Analysis-BoJ interest rate hike plans clouded by small firms’ wage woes By Reuters


Authors: Makiko Yamazaki, Leika Kihara and Kentaro Sugiyama

TOKYO (Reuters) – Japan’s small companies spend far more of their profits on wages than their larger peers and could struggle to hold onto wage increases, raising doubts about whether wage growth could pick up enough for the central bank to continue to increases interest rates.

Next (LON: ) The wage outlook for the year ahead is key to sustaining a consumption-led recovery – a prerequisite for further rate hikes by the Bank of Japan (BOJ).

While Japan has managed to get companies to finally deliver the kinds of wage increases it has been pushing for years, the uneven burden on corporate wages is now complicating the BOJ’s plans to raise interest rates from historic lows.

Policymakers are now considering whether smaller firms, which employ 70% of Japan’s workforce, can continue to meet such wage demands.

Ito Tekko, a foundry maker with about 100 workers in the city of Kawaguchi near Tokyo, has raised wages by more than 11% over the past two years as customers absorb price increases. However, its president Nobuhiro Ito is not sure that such trips could be repeated.

“We’re not sure what we’re going to do next year,” he told Reuters. “We have to make significant investments in renewing our equipment.” Big wage increases would lead to permanent cost increases, so we have to be careful.”

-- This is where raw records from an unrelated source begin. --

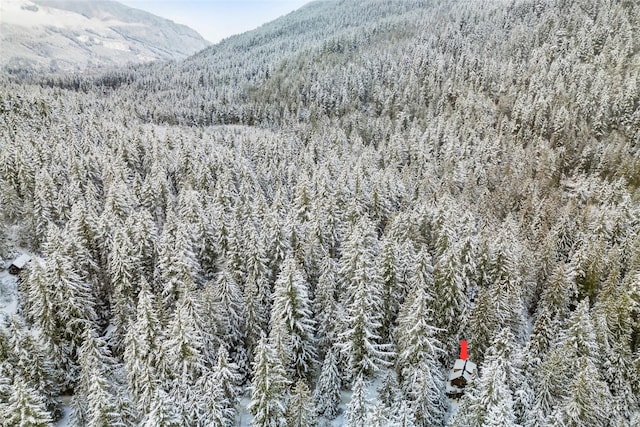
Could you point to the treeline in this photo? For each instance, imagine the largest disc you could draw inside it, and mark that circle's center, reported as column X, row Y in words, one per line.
column 402, row 177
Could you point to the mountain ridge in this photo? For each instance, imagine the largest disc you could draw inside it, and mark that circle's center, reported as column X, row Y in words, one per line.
column 54, row 36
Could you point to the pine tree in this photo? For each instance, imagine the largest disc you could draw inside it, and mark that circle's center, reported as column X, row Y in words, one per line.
column 358, row 407
column 27, row 356
column 450, row 282
column 228, row 314
column 301, row 411
column 227, row 379
column 94, row 401
column 360, row 341
column 269, row 385
column 588, row 401
column 327, row 392
column 143, row 351
column 185, row 347
column 415, row 336
column 162, row 411
column 325, row 305
column 292, row 327
column 257, row 292
column 26, row 407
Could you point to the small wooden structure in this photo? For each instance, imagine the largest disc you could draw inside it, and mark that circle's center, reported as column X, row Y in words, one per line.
column 462, row 373
column 18, row 264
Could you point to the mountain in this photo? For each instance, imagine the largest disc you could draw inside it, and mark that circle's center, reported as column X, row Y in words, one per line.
column 332, row 202
column 66, row 35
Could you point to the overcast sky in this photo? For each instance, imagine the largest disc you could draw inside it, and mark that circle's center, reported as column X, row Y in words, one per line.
column 217, row 19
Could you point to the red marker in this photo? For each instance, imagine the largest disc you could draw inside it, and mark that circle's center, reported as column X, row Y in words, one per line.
column 464, row 355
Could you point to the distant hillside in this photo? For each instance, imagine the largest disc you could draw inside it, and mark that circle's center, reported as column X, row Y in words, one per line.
column 76, row 35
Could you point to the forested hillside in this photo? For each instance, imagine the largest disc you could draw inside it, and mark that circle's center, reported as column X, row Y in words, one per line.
column 321, row 209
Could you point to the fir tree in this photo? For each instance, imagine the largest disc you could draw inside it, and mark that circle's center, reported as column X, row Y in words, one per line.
column 26, row 407
column 360, row 341
column 292, row 327
column 301, row 411
column 269, row 385
column 327, row 392
column 358, row 407
column 228, row 312
column 143, row 352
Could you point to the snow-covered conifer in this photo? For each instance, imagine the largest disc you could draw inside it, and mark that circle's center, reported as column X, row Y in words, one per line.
column 358, row 407
column 292, row 326
column 327, row 392
column 269, row 387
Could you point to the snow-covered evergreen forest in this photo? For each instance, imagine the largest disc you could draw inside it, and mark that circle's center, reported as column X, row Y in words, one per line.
column 298, row 225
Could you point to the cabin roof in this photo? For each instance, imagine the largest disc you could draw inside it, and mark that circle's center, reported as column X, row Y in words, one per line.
column 21, row 261
column 462, row 368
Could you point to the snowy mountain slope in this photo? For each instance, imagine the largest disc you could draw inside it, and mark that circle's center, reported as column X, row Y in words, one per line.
column 432, row 170
column 76, row 35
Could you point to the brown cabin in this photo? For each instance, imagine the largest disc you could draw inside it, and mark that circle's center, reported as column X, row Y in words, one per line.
column 18, row 264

Questions about sustainable wage growth, along with threats of higher tariffs from US President-elect Donald Trump, could prompt the BOJ to delay raising interest rates at next week’s meeting.

Sources told Reuters the BOJ was aiming to keep rates steady at its Dec. 18-19 meeting, as policymakers preferred to spend more time considering next year’s wage outlook.

Japanese wages stagnated for decades until 2022, when rising raw material costs fueled inflation and pressured firms to compensate workers with higher pay.

While big companies are already signaling a willingness to withhold pay rises to attract talent, there is uncertainty over whether smaller firms can follow suit as many lack the global reach and competitive edge enjoyed by their larger rivals.

Small and medium-sized enterprises (SMEs) already spend about 70% of their profits on labor costs, much higher than about 40% for large firms, according to an estimate based on the finance ministry’s July-September corporate survey released last week.

A recent survey found that 68% of SMEs increased wages this year, with most doing so out of necessity – such as retaining workers – rather than improving earnings.

A survey by the Japan Chamber of Commerce and Industry (JCCI) also found that many SMEs say it is more difficult to pass on labor costs compared to the rising costs of raw materials and energy.

“Smaller firms have to expand their borders to raise wages because otherwise they won’t be able to keep workers.” But this is unsustainable,” said Kazuaki Kojima, deputy general manager in charge of research.

UNCONVINCED

BOJ board member Tojoaki Nakamura is concerned about the widening gap between large or fast-growing firms that are able to raise wages, and most SMEs are struggling to do so.

“I’m not convinced about the sustainability of wage growth,” Nakamura, a former Hitachi ( OTC: ) chief executive, said in a speech last week, pointing to still-weak SME profitability.

It would also hurt Prime Minister Shigeru Ishiba’s already low approval ratings with rising living costs hurting households, many of which have yet to see enough wage growth.

As part of efforts to raise wages across the country, Ishiba has promised to outline a plan by next spring to raise Japan’s minimum wage by 42 percent by the end of the decade.

Small firms employing fewer than 300 workers have agreed to increase wages by 4.45% this year, less than the 5.19% at larger firms, according to research by trade union group Rengo.

In a bid to close the gap, Rengo, which has around 7 million members, has set a target of at least 6% wage increases for SMEs in 2025, which is higher than the target of 5% or more for all firms.

Whether small businesses agree to such demands next year will be a key test for BOJ Governor Kazuo Ueda, whose push to continue raising rates depends on sustained wage growth.

© Reuters. Nobuhiro Ito, who runs the Ito Tekko Co. casting factory, which employs about 100 people, poses for a picture outside his company, in Kawaguchi, near Tokyo, Japan, December 9, 2024. REUTERS/Makiko Yamazaki

“It is important that wage increases are extended not only to large firms but also to smaller firms,” ​​so that inflation can permanently meet the BOJ’s 2 percent target, said a source familiar with the central bank’s thinking.